A person with PD is her/himself responsible for acquiring and paying for relevant alternative PC equipment. No governmental or organizational recommendations are available at this point, making the process of optimizing the computer interaction a tiresome and possible expensive process. Some PC-users with PD recommend certain facilitating devices to their peers (with similar PD symptoms). Besides this, individuals with PD have to find relevant adjustments themselves. The aim of this article is to ease this process, by investigating possible computer adaptations through real user tests.
Parkinson's disease (PD) is caused by a disorder of the central nervous system, afflicting one in 500 people (Parkinson’s New Zealand). It is usually diagnosed from the age of 55-60 years and upwards. The disease is projected to double in the next 25 years (Dorsey 2006). PD leads to a number of symptoms, such as tremor, muscle stiffness and pain, reduced and slowed motor skills, reduced balance, difficulties coordinate and resulting clumsiness, dementia-related symptoms, weakened voice, visual disturbances and lack of energy. It is progressive, degenerative and chronic. PC interaction challenges are mainly linked to the motor symptoms, and using the computer mouse and keyboard peripherals are main issues (Begnum 2010). About half of PC-users with PD struggle with significant, severe or highly severe muscle stiffness when using a computer, and equally many with inertia. Tremor is also a common challenge in relation to PC use, seriously affecting about 30%. A smaller sub-group of PD-users are only significantly challenged by tremor, reducing the arm/hand control.
In spite of general PD ailments, people with PD want to continue living as normally as possible, being able to use a computer efficiently and effectively without unnecessary fatigue, pain and strain. Knowledge of beneficial adaptations is thus important, however little has been done to investigate this. One other study focusing on device usability for PC users with PD has been found (De Wet 2005); however testing only three possible adaptations, none of which improved computer interaction for their seven participants, and focusing solely on tremor as an interaction issue.
Several software and hardware adaptations exist to address tremor related troubles, such as the Mousecage software (Softpedia), the IBM Assistive Mouse Adapter (Levine 2005) and various keyguards. Keyboards exist with fewer keys, larger keys and enhanced key label visibility. Keyboards with less recoil are available - even some made of soft rubber. A wide range of computer mice are also obtainable - providing alternative sensitivities, weights, pointer control techniques and buttons. Many of these are optimized towards computer gaming.
Although few standard peripherals are designed to lessen the impact of such symptoms as akinesia, muscle stiffness and pain, a wide variety of ergonomically designed equipment, keyboards and computer mice are available. These are typically designed to avoid strain injuries for non-disabled computer users. Equipment designed to reduce ergonomic stress, such as strain and fatigue, seem quite well known in the population. To the degree that ergonomic solutions can provide help for the user group, they are considered useful.

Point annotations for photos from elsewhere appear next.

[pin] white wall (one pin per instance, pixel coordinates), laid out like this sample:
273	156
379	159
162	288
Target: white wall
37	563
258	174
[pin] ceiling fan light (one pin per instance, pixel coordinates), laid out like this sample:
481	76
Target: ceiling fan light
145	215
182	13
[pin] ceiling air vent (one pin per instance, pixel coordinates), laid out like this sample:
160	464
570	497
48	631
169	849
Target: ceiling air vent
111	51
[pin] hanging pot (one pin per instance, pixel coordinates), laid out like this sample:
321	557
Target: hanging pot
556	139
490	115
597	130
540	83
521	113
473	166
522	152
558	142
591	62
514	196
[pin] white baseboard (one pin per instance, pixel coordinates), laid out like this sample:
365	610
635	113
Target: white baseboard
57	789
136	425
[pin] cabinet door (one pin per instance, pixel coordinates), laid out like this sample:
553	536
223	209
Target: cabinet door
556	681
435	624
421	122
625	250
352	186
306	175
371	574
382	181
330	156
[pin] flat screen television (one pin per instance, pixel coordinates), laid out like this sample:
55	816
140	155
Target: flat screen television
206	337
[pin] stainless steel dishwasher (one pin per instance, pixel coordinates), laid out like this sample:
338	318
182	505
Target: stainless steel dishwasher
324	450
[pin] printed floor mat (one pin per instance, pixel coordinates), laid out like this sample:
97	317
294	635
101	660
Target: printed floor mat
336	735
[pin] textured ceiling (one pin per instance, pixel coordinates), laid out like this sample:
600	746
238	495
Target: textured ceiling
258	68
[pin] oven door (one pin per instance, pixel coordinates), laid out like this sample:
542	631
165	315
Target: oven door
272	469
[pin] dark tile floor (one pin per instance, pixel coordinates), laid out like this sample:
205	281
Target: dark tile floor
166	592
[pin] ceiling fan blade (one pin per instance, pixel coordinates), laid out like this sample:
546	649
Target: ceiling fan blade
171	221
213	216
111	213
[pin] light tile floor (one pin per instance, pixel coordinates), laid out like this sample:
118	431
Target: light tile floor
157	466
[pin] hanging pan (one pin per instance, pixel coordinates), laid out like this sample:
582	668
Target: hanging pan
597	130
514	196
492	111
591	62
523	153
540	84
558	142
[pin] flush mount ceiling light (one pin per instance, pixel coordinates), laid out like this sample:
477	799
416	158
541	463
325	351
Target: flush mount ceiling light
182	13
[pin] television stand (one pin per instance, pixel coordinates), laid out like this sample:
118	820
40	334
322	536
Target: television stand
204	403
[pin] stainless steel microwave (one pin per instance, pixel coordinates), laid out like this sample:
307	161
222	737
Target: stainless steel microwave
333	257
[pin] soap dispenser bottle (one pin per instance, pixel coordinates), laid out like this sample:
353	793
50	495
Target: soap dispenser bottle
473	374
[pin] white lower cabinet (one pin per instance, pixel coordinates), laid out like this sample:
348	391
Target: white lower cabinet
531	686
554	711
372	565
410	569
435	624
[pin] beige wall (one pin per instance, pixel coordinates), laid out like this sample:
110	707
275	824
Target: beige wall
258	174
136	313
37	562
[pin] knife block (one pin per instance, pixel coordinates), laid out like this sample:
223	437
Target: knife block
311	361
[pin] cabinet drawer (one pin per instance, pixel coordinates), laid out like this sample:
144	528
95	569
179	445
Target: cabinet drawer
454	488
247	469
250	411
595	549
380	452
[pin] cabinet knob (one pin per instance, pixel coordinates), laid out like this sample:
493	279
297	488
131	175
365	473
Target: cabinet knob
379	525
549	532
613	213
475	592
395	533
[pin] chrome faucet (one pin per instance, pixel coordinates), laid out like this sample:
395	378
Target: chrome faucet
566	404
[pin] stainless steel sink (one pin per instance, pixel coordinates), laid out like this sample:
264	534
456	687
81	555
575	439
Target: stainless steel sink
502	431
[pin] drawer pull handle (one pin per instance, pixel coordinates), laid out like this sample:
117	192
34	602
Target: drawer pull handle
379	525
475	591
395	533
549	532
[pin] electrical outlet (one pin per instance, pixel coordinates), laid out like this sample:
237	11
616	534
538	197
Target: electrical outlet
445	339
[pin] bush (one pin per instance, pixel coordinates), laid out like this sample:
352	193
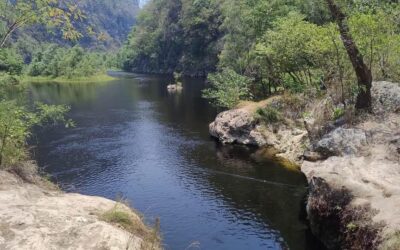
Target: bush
10	61
227	88
16	122
268	115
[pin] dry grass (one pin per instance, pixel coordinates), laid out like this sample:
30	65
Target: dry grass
122	216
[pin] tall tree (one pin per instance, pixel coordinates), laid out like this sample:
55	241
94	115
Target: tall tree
363	73
17	14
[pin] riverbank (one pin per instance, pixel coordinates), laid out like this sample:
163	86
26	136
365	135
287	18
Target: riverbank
34	214
103	77
352	162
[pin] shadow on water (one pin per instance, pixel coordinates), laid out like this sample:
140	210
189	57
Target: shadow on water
134	138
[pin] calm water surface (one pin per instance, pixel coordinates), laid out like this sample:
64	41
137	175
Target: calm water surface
134	139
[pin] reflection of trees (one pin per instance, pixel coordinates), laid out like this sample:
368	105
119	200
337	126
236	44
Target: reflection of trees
64	93
239	180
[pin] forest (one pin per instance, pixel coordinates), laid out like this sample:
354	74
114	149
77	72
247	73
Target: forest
245	124
257	48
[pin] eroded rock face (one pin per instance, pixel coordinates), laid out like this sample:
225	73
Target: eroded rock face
35	218
237	126
342	141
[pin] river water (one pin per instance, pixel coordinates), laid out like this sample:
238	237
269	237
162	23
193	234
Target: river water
135	140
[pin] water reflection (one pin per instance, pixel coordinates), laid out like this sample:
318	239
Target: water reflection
136	139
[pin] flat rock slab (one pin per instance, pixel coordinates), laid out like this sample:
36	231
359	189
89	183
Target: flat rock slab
37	219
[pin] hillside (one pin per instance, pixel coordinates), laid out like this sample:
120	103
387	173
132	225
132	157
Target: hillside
111	22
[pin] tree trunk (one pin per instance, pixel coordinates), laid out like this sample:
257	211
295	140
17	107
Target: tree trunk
364	76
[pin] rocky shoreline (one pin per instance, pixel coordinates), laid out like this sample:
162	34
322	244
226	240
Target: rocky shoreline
353	168
36	215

The Microsoft Accessibility tutorials can be used to systematically try out OS built-in MS accessibility features. In addition comes specialized aid technologies - e.g. the foot operated mouse.
A test-group of eight persons with PD was selected for our user tests: five men and three women. The age span was 48 to 65 years. Two of the testers work full-time; two are disabled and four work part-time. All testers have general computer skills, and use computers on a regular basis; all but one person use computers daily. Participants described interaction challenges, and their seriousness, during a pre-test interview. In addition, each tester filled out a questionnaire (developed and validated trough the PIKT survey) to provide further individual information and insight into the detailed challenges, experiences and computer use of each participant.
Based on this input, and verified against post-test data from test observations, seriousness ratings on each individual’s interaction challenges were determined. The members of the test-group were then categorized according to computer interaction challenges and their seriousness. Comparing the answers from the test-group with the responses from the PIKT survey, we see a similar distribution – indicating the test group is fairly representative.
Table 1 summarizes what computer interaction areas each tester’s challenges are related to, and their seriousness. Challenges described as insignificant or trivial are not included. As the table shows, all testers experience difficulties using a computer mouse, keyboard devices are problematic, and ergonomics are also a problem area.
Par. 1 | Par. 2 | Par. 3 | Par. 4 | Par. 5 | Par. 6 | Par. 7 | Par. 8 | |
---|---|---|---|---|---|---|---|---|
Ergonimics | Serious | Serious | - | Very serious | - | - | Serious | Serious |
Keyboard | Quite serious | - | - | Quite serious | Quite serious | Quite serious | Serious | Serious |
Computer mouse | Quite serious | Serious | Quite serious | Quite serious | Serious | Quite serious | Serious | Very serious |
Screen | - | - | - | Quite serious | - | - | - | - |
The testers were grouped into four categories, described in Table 2. The even distribution is coincidental, as the testers were not paired when categorized. All participants other than testers 3 and 5 have complex challenges relating to hand and arm control. In addition to mouse related difficulties, they also have varying degrees of ergonomic challenges and keyboard issues.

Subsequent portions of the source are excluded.